From combined dispatches
    HAVANA — Developing countries yesterday wrapped up a multinational summit with North Korea charging that U.S. threats drove it to acquire deterrent atomic weapons and Iran winning solid support for its nuclear ambitions.
    Iran, Venezuela and Cuba joined North Korea in leading efforts to forge an anti-U.S. alliance. Summit leaders, in a statement on Iran, “reaffirmed the basic and inalienable right of all states to develop research, production and use of atomic energy for peaceful purposes.”
    They warned that any attack or threat against any nuclear facility used for peaceful purposes was a violation of international law.
     North Korea took the opportunity to assail the United States for unilateral actions against individual countries and called for a revitalization of the 118-nation Non-Aligned Movement (NAM).
    “The United States is attempting to deprive other countries of even their legitimate right to peaceful nuclear activities,” said North Korea’s second-ranking leader, Kim Yong-nam.
    Mr. Kim blamed Washington for “threatening Korea using all sorts of maneuvers, accusing it of being part of an ‘Axis of Evil.’”
    He added: “Korea has nuclear arms as a deterrent to firmly guarantee the peace and security of the Korean Peninsula and the region.”
    The leaders’ statement on Iran, released as the meeting ended, was an updated version of a document adopted in May at a NAM ministerial meeting in Malaysia.
    They stressed that the U.N. International Atomic Energy Agency found that all nuclear material declared by Iran had been accounted for.
    Governments with friendly ties to Washington, among them India, Pakistan, Chile, Peru and Colombia, sought to steer the summit away from confrontation and finger-pointing at the United States.
    “I do not see this summit as anti-U.S.,” Malaysian Prime Minister Abdullah Ahmad Badawi told reporters. “NAM has been set up not to be anti-any country.”
    The NAM leaders called for a negotiated settlement to the nuclear dispute with Iran. The United States is pushing for sanctions to force Tehran to stop producing enriched uranium, which can be used both for both nuclear power and atomic weapons.

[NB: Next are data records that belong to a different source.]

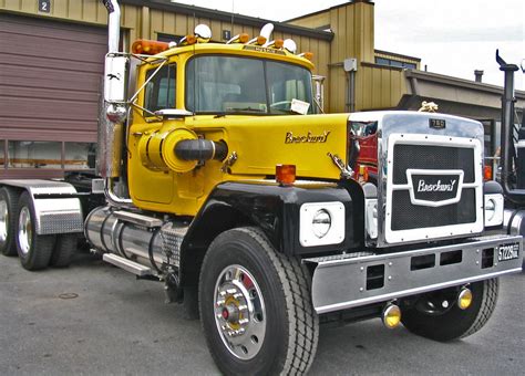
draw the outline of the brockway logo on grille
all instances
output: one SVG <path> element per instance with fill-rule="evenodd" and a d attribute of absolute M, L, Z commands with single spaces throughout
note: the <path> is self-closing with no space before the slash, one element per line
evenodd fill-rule
<path fill-rule="evenodd" d="M 412 205 L 440 207 L 460 201 L 462 170 L 408 170 Z"/>
<path fill-rule="evenodd" d="M 436 184 L 428 184 L 424 179 L 420 179 L 418 184 L 419 192 L 452 192 L 457 180 L 450 180 L 449 184 L 442 184 L 437 180 Z"/>

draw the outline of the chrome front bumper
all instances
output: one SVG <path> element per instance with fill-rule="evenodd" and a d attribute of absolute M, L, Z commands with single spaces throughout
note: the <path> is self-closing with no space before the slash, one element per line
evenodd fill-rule
<path fill-rule="evenodd" d="M 522 240 L 521 236 L 482 237 L 454 246 L 303 262 L 316 264 L 311 295 L 321 314 L 521 272 Z M 517 258 L 498 261 L 502 246 L 513 246 Z"/>

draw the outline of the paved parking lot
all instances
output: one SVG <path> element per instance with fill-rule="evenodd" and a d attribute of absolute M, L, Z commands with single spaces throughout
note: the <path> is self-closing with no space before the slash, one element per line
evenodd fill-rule
<path fill-rule="evenodd" d="M 523 375 L 525 273 L 502 279 L 482 332 L 451 344 L 388 331 L 379 320 L 322 327 L 311 375 Z M 0 257 L 0 375 L 218 374 L 198 321 L 89 254 L 65 270 L 27 272 Z"/>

    Leaders took turns on the podium to decry global poverty, unfair trade practices and “arbitrary” actions by the United States and other powerful nations that they complained controlled the United Nations.
    In a concrete result, nuclear-armed neighbors India and Pakistan agreed to resume formal peace negotiations that were frozen after the July train bombings in Bombay that killed nearly 200 people.
    Cuban President Fidel Castro, a symbol of opposition to Washington, was scheduled to preside over the summit, but was too ill to attend.
    Mr. Castro received U.N. Secretary-General Kofi Annan in a dressing gown in his hospital room. The 80-year-old communist leader, who took power in a revolution in 1959, ceded power temporarily to his brother, Raul, on July 31 after undergoing surgery to stop intestinal bleeding.
    Venezuelan President Hugo Chavez, with his penchant for banter and controversy, dominated the summit opening Friday, pledging support for Iran if it is attacked by the United States.
    Other countries called for moderation. A Colombian delegate said friendlier nations had tried to soften the anti-U.S. content of the final statement.
    The summit brought together some states not only impatient with what they see as a U.S.-dominated United Nations, but eager to strengthen the NAM as an alternative and to foster cooperation within the Third World.
    “The United States is turning the Security Council into a platform for imposing its policies. … We should reinforce NAM, and it should play its role more efficiently,” Iranian President Mahmoud Ahmadinejad said Friday at the summit.